Issues with GCS Backup

Configuration:
Using Weaviate 1.24.9.
Self hosted on Kubernetes cluster with 7 replicas.
Using the provided helm chart and hav a GCS bucket configured in the helm values.

Didn’t have an issue with earlier version however now when running

result = client.backup.create(
  backup_id="my-very-first-backup",
  backend="gcs",
  include_classes= [
                 "ENCategory",
                "FRCategory",
                "ENProduct",
                "FRProduct",
                "ENSearchQuery",
                "FRSearchQuery",
  wait_for_completion=True,
)

The backup get stuck loading forever.

If I choose wait_for_completion=False I can atleast continue to use the database but if I try to create a back up at a later point (A week later for example) It will raise the error:

weaviate.exceptions.UnexpectedStatusCodeException: Backup creation! Unexpected status code: 422, with response body: {'error': [{'message': 'node {"l-weaviate-4" "100.82.xx.xxxx"}: cannot commit : backup my-very-first-backup already in progress'}]}.

And the only way to get around this is to delete the nodes and have them reload from persistent disk volume.

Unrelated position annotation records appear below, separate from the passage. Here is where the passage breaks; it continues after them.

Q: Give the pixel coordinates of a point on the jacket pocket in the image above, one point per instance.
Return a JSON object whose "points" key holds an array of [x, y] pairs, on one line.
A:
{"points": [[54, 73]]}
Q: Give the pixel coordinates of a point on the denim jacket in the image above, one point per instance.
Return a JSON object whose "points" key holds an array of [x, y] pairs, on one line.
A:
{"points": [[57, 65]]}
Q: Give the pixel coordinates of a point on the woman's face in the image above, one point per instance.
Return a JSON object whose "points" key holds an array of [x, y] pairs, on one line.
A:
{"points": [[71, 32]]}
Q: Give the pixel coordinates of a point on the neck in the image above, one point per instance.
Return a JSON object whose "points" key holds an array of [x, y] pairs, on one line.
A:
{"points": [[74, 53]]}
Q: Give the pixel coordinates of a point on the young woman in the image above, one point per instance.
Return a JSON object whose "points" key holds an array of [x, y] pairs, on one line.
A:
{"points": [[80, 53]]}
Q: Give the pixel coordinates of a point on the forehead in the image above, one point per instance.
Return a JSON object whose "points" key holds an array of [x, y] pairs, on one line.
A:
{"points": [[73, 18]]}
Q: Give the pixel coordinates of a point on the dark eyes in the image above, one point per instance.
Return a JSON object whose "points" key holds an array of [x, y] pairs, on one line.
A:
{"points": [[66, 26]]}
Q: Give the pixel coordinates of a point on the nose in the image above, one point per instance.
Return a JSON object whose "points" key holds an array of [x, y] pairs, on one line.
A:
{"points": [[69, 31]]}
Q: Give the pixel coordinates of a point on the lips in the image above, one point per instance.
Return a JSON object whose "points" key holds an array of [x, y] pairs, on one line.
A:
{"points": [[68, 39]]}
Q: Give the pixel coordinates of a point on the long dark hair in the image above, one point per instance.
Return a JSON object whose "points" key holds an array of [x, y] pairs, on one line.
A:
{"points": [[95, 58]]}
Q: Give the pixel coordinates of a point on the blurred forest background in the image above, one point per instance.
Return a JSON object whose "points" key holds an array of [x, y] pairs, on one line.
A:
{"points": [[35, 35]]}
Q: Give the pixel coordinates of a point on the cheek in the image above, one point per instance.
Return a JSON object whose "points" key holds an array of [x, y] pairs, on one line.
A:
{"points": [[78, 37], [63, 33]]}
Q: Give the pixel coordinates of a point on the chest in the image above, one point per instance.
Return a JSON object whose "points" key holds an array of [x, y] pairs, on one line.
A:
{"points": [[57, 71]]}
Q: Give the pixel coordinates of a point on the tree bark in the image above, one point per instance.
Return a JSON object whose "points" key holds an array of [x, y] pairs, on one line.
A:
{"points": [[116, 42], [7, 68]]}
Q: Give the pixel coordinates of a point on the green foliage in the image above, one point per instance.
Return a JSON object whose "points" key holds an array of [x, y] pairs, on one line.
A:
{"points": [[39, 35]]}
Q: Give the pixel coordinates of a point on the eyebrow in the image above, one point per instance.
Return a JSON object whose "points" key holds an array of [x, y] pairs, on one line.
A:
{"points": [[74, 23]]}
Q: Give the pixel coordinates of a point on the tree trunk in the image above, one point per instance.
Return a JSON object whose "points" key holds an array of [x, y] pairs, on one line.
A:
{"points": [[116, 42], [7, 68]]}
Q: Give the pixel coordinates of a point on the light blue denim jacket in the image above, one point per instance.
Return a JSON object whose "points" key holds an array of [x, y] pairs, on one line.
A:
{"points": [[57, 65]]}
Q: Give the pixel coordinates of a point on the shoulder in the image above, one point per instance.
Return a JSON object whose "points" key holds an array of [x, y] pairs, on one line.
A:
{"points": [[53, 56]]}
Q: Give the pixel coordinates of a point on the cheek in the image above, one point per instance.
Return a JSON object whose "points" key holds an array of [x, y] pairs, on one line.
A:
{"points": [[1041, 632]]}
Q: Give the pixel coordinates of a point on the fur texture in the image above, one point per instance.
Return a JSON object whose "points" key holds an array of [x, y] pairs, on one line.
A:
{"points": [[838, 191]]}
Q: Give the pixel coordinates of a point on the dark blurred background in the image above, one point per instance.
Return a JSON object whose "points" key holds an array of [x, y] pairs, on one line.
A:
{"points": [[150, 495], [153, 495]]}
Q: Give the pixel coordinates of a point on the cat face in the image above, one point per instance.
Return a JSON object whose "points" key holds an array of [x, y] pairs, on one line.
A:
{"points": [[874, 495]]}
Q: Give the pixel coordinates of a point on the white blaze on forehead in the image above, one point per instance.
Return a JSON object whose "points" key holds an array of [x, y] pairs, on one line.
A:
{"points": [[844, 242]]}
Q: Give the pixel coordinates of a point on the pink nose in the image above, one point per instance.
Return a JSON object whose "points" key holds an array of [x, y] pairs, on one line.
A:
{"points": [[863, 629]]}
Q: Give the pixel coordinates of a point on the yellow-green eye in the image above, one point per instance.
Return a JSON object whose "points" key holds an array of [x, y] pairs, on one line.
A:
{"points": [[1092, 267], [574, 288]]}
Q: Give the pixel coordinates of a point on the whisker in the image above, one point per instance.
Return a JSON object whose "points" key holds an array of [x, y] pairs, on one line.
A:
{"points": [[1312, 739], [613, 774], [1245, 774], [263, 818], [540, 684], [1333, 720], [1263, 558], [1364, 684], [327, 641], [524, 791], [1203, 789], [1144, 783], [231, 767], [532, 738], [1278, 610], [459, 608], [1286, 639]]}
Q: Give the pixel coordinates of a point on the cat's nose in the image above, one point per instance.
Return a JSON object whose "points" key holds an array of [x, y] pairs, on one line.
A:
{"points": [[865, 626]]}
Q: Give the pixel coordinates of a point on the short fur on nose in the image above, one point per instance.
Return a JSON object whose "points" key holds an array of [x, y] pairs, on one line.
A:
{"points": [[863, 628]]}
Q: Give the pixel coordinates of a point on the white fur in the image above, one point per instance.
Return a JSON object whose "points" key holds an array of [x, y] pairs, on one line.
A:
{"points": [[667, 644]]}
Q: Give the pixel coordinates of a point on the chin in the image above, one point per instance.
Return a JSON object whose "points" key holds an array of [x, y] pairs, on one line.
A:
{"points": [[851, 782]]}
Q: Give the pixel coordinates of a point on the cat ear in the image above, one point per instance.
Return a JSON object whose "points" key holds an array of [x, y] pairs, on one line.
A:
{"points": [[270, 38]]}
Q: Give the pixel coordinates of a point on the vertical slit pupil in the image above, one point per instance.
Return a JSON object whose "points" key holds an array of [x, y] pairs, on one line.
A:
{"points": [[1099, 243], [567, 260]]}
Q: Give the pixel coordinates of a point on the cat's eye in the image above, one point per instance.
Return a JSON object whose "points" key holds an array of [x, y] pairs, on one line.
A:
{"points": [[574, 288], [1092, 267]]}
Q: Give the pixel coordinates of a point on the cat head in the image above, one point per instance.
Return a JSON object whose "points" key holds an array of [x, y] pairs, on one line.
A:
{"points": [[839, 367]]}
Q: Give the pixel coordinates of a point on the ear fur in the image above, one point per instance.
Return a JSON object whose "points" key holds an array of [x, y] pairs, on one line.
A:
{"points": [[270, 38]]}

Additionally, when I check the storage buckets location for the back up there is only one file the backup_config.json which looks like the following below. Normally each node would have its own folder along with with backup_config.json

{
    "startedAt": "2024-05-06T16:59:05.076098496Z",
    "completedAt": "0001-01-01T00:00:00Z",
    "id": "my-very-first-backup",
    "nodes": {
        "weaviate-dev-0": {
            "classes": [
                "ENCategory",
                "FRCategory",
                "ENProduct",
                "FRProduct",
                "ENSearchQuery",
                "FRSearchQuery"
            ],
            "status": "",
            "error": ""
        },
        "weaviate-dev-1": {
            "classes": [
                "ENCategory",
                "FRCategory",
                "ENProduct",
                "FRProduct",
                "ENSearchQuery",
                "FRSearchQuery"
            ],
            "status": "",
            "error": ""
        },
        "weaviate-dev-2": {
            "classes": [
                "ENCategory",
                "FRCategory",
                "ENProduct",
                "FRProduct",
                "ENSearchQuery",
                "FRSearchQuery"
            ],
            "status": "",
            "error": ""
        },
        "weaviate-dev-3": {
            "classes": [
                "ENCategory",
                "FRCategory",
                "ENProduct",
                "FRProduct",
                "ENSearchQuery",
                "FRSearchQuery"
            ],
            "status": "",
            "error": ""
        },
        "weaviate-dev-4": {
            "classes": [
                "ENCategory",
                "FRCategory",
                "ENProduct",
                "FRProduct",
                "ENSearchQuery",
                "FRSearchQuery"
            ],
            "status": "",
            "error": ""
        },
        "weaviate-dev-5": {
            "classes": [
                "ENCategory",
                "FRCategory",
                "ENProduct",
                "FRProduct",
                "ENSearchQuery",
                "FRSearchQuery"
            ],
            "status": "",
            "error": ""
        },
        "weaviate-dev-6": {
            "classes": [
                "ENCategory",
                "FRCategory",
                "ENProduct",
                "FRProduct",
                "ENSearchQuery",
                "FRSearchQuery"
            ],
            "status": "",
            "error": ""
        }
    },
    "node_mapping": null,
    "status": "STARTED",
    "version": "2.0",
    "serverVersion": "1.24.9",
    "error": ""
}

Wondering if anyone has any ideas as to why this might be happening with newer versions.

hi @Landon_Edwards !

Do you see any outstanding logs in any of those nodes?